A number of underground infiltration structures, including premanufactured pipes, vaults, and modular structures, have been developed as alternatives to infiltration trenches and basins for space-limited sites and stormwater retrofit applications. Similar to traditional infiltration trenches and basins, these systems are designed to capture, temporarily store, and infiltrate the water quality volume over several days. These devices are typically designed as off-line systems, but can also be used to retain and infiltrate larger runoff volumes. Performance of underground infiltration structures varies by manufacturer and system design. These systems are currently considered secondary treatment practices due to limited field performance data, although pollutant removal efficiency is anticipated to be similar to that of infiltration trenches and basins. Figure 11-S12-1 shows several examples of common underground infiltration systems.
Reasons for Limted Use
* Limited available monitoring data and undocumented field longevity.
* Potential failure due to improper siting, design (including adequate pretreatment), construction, and maintenance.
* Susceptible to clogging by sediment.
* Risk of groundwater contamination depending on subsurface conditions, land use, and aquifer susceptibility.
* Not suitable for stormwater runoff from land uses or activities with the potential for high sediment or pollutant loads.
* As an alternative to traditional infiltration trenches and basins for space-limited sites. These systems can be installed under parking lots and other developed areas, provided that the system can be accessed for maintenance purposes.
* Useful in stormwater retrofit applications or as part of a stormwater treatment train to provide additional groundwater recharge and storage volume to attenuate peak flows.
The material of construction, configuration, and layout of underground infiltration systems vary considerably depending on the system manufacturer. Specific design criteria and specifications for these systems can be obtained from system manufacturers or vendors. General design elements common to most of these systems are summarized below. The reader should refer to the Infiltration Practices section of this chapter for additional information on siting, design, construction, and maintenance considerations.

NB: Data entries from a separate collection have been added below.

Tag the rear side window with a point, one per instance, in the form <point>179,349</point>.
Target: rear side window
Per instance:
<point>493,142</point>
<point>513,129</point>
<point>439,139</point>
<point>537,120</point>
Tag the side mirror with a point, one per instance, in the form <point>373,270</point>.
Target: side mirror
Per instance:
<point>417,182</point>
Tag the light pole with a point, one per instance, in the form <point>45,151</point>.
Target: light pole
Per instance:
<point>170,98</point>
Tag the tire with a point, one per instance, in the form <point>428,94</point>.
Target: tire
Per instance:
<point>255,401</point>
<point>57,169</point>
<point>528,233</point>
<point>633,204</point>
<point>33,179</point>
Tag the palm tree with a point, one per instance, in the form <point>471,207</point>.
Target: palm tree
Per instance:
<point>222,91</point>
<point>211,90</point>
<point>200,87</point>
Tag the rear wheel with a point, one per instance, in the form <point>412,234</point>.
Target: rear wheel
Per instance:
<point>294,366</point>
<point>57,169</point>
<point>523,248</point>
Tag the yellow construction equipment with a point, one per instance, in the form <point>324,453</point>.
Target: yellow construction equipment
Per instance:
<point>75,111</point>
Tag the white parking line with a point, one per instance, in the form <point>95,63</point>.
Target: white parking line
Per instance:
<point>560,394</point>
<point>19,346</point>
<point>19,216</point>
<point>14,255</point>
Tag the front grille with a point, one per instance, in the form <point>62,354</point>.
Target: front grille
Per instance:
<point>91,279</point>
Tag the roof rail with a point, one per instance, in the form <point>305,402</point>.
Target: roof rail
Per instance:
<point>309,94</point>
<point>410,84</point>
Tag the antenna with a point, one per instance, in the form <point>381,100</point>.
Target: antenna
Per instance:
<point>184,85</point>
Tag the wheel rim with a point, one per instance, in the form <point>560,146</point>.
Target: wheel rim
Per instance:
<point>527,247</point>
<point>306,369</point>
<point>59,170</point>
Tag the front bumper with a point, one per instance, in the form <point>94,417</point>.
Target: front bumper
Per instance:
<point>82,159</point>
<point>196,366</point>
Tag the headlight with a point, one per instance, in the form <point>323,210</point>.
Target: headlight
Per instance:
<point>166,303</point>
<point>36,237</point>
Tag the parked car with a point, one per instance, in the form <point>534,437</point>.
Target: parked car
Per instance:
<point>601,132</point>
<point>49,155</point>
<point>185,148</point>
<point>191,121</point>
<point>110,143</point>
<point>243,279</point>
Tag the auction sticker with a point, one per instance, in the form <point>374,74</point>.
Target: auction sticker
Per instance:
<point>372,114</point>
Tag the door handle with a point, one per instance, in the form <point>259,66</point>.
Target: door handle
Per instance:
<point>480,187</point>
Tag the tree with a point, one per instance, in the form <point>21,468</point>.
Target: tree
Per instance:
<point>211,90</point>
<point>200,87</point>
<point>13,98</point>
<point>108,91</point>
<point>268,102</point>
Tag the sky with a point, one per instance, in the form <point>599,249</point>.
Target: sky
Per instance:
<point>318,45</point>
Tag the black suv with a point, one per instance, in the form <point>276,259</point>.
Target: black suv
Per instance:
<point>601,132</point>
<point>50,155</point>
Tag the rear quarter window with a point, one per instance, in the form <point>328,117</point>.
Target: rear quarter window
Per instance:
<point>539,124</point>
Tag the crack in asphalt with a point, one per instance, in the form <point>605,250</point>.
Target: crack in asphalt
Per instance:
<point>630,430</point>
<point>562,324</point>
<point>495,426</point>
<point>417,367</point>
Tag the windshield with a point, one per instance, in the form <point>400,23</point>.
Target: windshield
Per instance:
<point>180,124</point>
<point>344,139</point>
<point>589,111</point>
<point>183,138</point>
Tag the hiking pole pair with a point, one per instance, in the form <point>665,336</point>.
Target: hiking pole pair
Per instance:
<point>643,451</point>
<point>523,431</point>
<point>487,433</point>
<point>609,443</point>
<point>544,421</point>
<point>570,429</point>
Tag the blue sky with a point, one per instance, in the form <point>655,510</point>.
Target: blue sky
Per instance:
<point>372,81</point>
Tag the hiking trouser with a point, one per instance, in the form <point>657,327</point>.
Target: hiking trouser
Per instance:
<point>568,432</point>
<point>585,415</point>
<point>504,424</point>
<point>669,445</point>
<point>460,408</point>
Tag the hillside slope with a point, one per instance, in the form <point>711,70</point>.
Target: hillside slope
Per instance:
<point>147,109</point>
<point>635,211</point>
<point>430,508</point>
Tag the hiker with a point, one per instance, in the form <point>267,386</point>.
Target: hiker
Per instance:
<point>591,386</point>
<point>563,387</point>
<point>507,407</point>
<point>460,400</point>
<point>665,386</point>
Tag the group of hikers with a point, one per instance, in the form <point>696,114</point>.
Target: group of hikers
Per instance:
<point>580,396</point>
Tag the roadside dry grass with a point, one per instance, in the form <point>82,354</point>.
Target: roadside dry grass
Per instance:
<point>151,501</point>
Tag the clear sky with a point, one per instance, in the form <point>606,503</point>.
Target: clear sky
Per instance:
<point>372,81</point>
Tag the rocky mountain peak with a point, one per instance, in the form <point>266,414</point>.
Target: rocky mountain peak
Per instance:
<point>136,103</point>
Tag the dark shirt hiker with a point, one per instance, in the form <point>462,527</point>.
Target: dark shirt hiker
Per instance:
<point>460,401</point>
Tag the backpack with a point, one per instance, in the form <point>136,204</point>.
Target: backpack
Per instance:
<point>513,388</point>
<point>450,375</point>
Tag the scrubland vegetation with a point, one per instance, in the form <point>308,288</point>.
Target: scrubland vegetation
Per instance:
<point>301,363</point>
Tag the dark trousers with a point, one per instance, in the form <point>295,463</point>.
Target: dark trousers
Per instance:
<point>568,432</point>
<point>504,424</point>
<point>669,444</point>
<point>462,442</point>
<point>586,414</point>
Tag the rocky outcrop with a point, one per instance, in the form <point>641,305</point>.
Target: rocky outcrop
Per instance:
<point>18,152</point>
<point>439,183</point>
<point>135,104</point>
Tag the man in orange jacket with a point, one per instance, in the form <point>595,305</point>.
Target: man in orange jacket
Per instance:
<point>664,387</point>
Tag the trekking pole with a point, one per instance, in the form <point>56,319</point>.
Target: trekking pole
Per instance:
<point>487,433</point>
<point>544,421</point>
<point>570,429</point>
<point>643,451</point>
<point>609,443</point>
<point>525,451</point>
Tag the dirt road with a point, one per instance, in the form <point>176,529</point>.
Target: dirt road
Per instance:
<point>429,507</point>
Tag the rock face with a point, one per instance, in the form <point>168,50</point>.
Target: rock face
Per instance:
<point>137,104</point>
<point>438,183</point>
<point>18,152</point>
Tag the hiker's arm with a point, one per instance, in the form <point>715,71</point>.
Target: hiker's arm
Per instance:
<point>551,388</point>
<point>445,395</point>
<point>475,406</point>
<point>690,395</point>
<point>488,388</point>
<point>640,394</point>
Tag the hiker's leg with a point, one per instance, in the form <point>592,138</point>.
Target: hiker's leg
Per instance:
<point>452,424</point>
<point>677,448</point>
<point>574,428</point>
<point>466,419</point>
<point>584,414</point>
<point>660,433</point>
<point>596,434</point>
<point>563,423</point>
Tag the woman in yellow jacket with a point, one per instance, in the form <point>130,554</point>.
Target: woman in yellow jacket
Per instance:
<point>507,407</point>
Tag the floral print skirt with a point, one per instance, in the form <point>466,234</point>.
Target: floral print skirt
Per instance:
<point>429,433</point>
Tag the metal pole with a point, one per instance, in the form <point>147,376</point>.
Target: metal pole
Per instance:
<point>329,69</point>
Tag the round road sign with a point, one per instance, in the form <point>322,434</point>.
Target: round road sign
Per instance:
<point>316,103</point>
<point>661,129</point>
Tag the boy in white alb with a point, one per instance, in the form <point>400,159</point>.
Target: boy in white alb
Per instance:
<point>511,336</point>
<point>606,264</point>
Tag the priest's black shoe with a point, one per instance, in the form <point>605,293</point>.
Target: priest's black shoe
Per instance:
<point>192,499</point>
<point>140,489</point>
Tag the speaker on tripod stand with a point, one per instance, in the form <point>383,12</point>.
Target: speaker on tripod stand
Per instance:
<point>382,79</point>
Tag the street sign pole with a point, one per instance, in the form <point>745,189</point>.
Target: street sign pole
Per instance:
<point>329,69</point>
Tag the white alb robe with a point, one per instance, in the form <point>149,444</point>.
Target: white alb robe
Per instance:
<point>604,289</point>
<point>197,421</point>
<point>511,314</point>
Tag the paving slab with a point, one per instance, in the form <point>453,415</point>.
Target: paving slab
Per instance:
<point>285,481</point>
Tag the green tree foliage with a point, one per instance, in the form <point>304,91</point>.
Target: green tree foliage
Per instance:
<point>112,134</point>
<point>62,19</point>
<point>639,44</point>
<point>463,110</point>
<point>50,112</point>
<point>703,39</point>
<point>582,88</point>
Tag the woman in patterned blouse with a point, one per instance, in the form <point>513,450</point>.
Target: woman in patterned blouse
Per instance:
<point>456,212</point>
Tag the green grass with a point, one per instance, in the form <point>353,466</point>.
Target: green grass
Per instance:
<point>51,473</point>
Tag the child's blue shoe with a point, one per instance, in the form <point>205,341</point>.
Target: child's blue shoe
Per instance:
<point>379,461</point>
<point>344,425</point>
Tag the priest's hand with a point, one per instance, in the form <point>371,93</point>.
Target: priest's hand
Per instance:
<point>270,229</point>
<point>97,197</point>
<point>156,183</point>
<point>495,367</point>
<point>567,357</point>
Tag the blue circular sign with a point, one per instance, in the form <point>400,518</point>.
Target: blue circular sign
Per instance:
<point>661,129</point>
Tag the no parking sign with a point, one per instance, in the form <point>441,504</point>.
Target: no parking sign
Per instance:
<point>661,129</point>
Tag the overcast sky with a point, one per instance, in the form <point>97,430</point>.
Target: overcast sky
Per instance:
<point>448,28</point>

* Siting: Underground infiltration systems are generally applicable to small development sites (typically less than 10 acres) and should be installed in locations that are easily accessible for routine and non-routine maintenance. These systems should not be located in areas or below structures that cannot be excavated in the event that the system needs to be replaced. Similar to infiltration trenches and basins, underground infiltration systems should only be used with soils having suitable infiltration capacity (as confirmed through field testing) and for land uses, activities, or areas that do not pose a risk of groundwater contamination.
* Pretreatment: Appropriate pretreatment (e.g., oil/particle separator, hydrodynamic device, catch basin inserts, or other secondary or primary treatment practices) should be provided to remove sediment, floatables, and oil and grease.
* Design Volume: Underground infiltration structures should be designed as off-line practices to infiltrate the entire water quality volume. A flow bypass structure should be located upgradient of the infiltration structure to convey high flows around the structure.
* Draining Time: Infiltration structures should be designed to completely drain the water quality volume into the soil within 48 hours after the storm event and completely dewater between storms. A minimum draining time of 6 hours is recommended to ensure adequate pollutant removal. Standing water for longer than 5 days can lead to potential mosquito-breeding problems. Potential mosquito entry points should be sealed (adult female mosquitoes can use openings as small as 1/16 inch to access water for egg laying).
* Infiltration Rate: The minimum acceptable field-measured soil infiltration rate is 0.3 inches per hour. Field-measured soil infiltration rates should not exceed 5.0 inches per hour. This generally restricts application to soils of NRCS Hydrologic Soil Group A. Some Group B soils may be suitable if field-measured infiltration rates exceed 0.3 inches per hour.